Ce papier peint pourrait dater des réaménagements effectués par Gustave Fayet entre 1908 et 1914. Ce papier peint s'inspire du courant Orientaliste avec la représentation d'une architecture à la turque, des personnages portant le turban et les montagnes du Bosphore. Pierre Loti (1850-1923) en donne la description suivante : « Ces Eaux Douces d’Asie sont la très petite rivière ombreuse, le ruisseau étouffé entre la verdure, qui se jette dans le Bosphore… Comme il y fait toujours délicieusement calme, même quand le détroit est agité par les brises étésiennes, c’est, chaque vendredi, le rendez-vous des plus beaux caïques, qui s’y croisent, s’y frôlent, y embrouillent leurs avirons… »
Aucun document ne permet, à ce jour, de dater précisément le décor panoramique sur papier du salon. Il date bien évidemment des réaménagements opérés par Fayet dont les carnets mentionnent à la date du 26 avril 1910, un compte de 5 francs adressé à "Zuber" : est-ce Henri Zuber ? Est-ce à la manufacture de papiers peints ? Est-ce pour Fontfroide ? Ces interrogations ne peuvent qu’être soulevées puisque Fayet ne donne aucune autre précision.

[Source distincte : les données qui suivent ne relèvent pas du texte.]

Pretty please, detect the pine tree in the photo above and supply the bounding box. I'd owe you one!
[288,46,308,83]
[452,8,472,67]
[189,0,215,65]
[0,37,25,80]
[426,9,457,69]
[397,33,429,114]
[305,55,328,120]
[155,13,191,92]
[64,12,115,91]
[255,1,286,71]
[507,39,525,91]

Ce papier peint est constitué par plusieurs lés formant le panoramique. Il semblerait qu’il soit composé par un papier peint industriel de couleur bleue marouflé. D’après Cécile Vaxelaire, assistante scientifique au musée du papier de Rixheim, il existe en France, une production de décors peints à la main sur rouleau de papier posés comme des papiers peints. Souvent produits par des peintres décorateurs indépendants ou des ateliers locaux, ces papiers peints sont difficiles à dater et à documenter. Ainsi, il est possible que Gustave Fayet l’ait peint après l'avoir fait poser dans l'appartement. On sait qu'il a cette pratique puisque Magali Rougeot (op. cit. p. 355) lui attribue plusieurs papiers peints dans les propriétés de Costebrune et de la Dragonne. Par ailleurs, Fayet mentionne dans ses carnets qu'il se procure des ouvrages venant de Perse ou des estampes du Japon, ce qui souligne son goût et sa culture de l’Orient.
On retrouve mention d'un papier peint dans les carnets de Fayet, le 22 juillet 1922 où il écrit "encaisse Dumas papier peint pour 18 francs 75". Cependant, il s'agit plus probablement d'un papier peint acheté à la manufacture Dumas située à Montreuil, près d'Igny où Fayet réside alors.
Dans ses carnets, Gustave Fayet écrit se procurer des ouvrages venant de Perse ou des estampes du Japon, ce qui permet de noter son goût et sa culture de l’Orient.